At that point, Bradley still wanted her daughter Victoria, then an 11th grader, to return to school as soon as buildings opened although she was in touch with some families who were already taking the path of homeschooling independently from the district. But her daughter said she could not bear her senior year of high school on Zoom or socially distanced learning.


“Homeschooling was not my forte,” said Bradley. “I just wanted to help other parents. Many frustrated families were just checking out of public school. They wanted to homeschool their kids but didn’t know how to go about doing it. And then more parents began to speak up, we formed a network of families helping each other out. We found opportunities to apply for grants to create a micro-school, and that is how Engaged Detroit began.”


Families connected to Engaged learn about their homeschooling rights in Michigan and how to explain to school administrators that their children were being homeschooled and should not be considered truants.


“We are not a school,” Bradley asserted. “We are a place where parents come and learn how to educate their children, and we provide the coaching tools and other resources. We have online assessments that the parents can use to track their children’s progress in math and reading, and how to keep them moving up as they succeed to avoid getting bored.”

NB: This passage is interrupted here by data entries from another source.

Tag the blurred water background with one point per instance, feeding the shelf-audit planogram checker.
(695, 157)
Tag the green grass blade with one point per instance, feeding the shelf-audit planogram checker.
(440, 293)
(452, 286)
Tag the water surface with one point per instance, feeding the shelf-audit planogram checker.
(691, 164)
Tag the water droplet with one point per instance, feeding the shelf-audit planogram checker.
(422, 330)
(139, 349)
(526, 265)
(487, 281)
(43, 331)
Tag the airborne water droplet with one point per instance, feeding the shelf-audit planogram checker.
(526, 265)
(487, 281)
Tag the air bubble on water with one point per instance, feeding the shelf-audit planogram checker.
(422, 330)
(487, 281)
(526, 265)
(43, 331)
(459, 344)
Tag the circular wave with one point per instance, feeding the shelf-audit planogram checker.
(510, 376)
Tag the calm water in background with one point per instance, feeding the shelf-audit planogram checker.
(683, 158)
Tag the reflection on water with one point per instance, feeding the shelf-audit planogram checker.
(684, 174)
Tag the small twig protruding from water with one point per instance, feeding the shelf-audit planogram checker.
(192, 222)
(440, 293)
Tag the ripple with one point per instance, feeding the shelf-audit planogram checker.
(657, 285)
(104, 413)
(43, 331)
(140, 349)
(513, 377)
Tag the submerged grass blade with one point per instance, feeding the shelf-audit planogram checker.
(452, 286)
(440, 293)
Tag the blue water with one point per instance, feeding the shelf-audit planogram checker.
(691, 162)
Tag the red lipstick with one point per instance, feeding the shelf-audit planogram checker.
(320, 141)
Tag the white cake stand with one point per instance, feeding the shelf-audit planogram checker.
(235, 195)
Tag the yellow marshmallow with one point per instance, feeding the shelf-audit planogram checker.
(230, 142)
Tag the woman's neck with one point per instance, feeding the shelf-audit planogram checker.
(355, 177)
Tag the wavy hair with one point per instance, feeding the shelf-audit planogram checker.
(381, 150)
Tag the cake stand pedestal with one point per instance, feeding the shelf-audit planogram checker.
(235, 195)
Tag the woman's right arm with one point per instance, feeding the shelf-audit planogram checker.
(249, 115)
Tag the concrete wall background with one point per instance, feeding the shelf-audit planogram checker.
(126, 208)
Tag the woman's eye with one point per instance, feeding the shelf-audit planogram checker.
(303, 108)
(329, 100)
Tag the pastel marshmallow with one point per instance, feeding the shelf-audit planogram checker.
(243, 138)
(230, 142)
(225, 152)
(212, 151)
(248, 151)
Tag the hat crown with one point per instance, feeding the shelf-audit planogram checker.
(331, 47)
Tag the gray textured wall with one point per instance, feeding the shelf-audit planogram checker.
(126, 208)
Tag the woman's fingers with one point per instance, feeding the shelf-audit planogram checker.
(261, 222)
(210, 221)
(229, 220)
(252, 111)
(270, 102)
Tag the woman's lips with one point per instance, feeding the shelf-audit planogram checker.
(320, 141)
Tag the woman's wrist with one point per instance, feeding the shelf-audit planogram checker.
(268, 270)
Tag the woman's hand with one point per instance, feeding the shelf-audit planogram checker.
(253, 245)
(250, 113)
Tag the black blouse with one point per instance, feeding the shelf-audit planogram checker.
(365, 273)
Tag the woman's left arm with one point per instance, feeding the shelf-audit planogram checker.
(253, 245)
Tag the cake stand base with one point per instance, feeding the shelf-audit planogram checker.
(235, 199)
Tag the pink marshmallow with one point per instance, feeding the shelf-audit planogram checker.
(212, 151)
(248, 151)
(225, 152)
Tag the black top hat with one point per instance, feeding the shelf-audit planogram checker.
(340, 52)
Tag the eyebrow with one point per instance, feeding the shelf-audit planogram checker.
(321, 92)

A builder of networks, Bradley said her email inbox is exploding with requests for partnerships. But in keeping with the mission of Engaged, only those that ask within the framework of the co-op’s mission – keeping it local and benefiting the people of Detroit – qualify. Dozens of partner organizations give monetary and in-kind donations, from art supplies to science and math kits. Stand-out collaborations include the Detroit Symphony Orchestra and the Michigan State University School of Music and the Detroit Area Pre-College and Engineering Program.


To Bradley, her biggest challenge is to educate and persuade the public, including institutions of higher education like Wayne State University, that homeschooling is real, that children are learning, and homeschool transcripts are valid and should be accepted.


“If I am going to be totally honest, more Black children are homeschooling, and it’s because of that, the stigma remains that these Black children cannot be as smart as rural, White Christian children,” Bradley said. “It’s as if people think that our children are from families that are not affluent enough to be brilliant. I have pushed back hard on many organizations that may have made this assumption.”


Like her Christian homeschooling counterparts, Bradley is against the state proposing regulations on homeschooling.


Bradley said when a family does decide to homeschool their children in Detroit, she makes sure they notify the public schools in writing, and that the family knows their rights.


“I don’t want a (homeschooled) child counted in a seat by a superintendent who knows that you’re homeschooling and then sends that family a letter anyway to report truancy,” stressed Bradley. “And in Wayne County, a long truancy means that child can be removed from the parent and placed in custody of the county or that family loses their benefits from the Department of Health and Human Services. The county will argue they want to know what they are doing (about school). According to Michigan law, they do not have to know. All they care about is those dollars in those seats in the classroom.”